What is a reasonable equity split where two people have been working separately on a similar tech idea and are now looking to join forces. These individuals are friends. Despite both working tirelessly on their respective apps, and investing heavily, one has made more progress on the app and has achieved a fit for purpose ready to launch early version. She is inviting the other to join her for an equity stake in the combined business. The friend brings distinct skills and will be pivotal in developing a second market for the app (which is where she has been focussing her efforts). Both share a similar vision for the product, and passion.
The venture is pre-revenue (it hasn't officially been launched yet, and there are no customers), and pre-investment.
Is it reasonable to offer a 80/20 split?
Or is it fairer to offer higher for the person being invited?

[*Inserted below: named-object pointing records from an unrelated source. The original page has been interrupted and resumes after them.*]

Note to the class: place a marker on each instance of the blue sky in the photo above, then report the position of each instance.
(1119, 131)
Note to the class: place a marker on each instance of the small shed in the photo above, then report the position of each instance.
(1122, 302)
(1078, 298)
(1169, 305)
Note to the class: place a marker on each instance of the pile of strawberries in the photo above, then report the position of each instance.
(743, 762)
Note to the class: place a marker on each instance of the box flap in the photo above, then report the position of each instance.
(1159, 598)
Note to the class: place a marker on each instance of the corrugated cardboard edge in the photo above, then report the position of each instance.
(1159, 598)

When talking founders, the best default starting point is an equal split of equity (50/50 in your case). While I think your situation merits considering something besides 50/50, there are two items that I think ought to still push it back to 50/50, or at least closer than 80/20.
The first thing is, it sounds like the new person is a non-technical person and the technical side is effectively complete. Which means that the non-technical person still has their work cut out for them. They'll still be doing enough work -- likely enough to justify 50% of the equity.

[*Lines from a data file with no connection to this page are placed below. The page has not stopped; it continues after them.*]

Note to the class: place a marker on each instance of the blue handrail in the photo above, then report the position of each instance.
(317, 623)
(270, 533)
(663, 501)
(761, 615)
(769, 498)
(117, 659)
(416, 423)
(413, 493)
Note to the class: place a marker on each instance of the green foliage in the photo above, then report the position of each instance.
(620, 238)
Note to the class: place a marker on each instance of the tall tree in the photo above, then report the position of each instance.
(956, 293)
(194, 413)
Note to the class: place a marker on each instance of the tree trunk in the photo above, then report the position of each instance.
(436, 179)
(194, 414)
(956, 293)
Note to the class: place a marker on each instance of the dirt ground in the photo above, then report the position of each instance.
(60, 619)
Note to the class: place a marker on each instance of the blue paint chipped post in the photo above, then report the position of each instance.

The second point that I want to mention is that you can still split equity at 50/50, and have each person's shares vest differently. Founders often have their equity vest over a period of four years (or something like that) with a one year cliff (they get nothing until they complete their first full year). If founder #1 has been working on the project for a year already, they could just start 1 year into the vesting process, while founder #2 is starting at the beginning. In four years when both founders are fully vested, the fact that you started at different times will mean practically nothing.
50/50 may not be the only option, but 80/20 seems like a bad deal for founder #2 to me.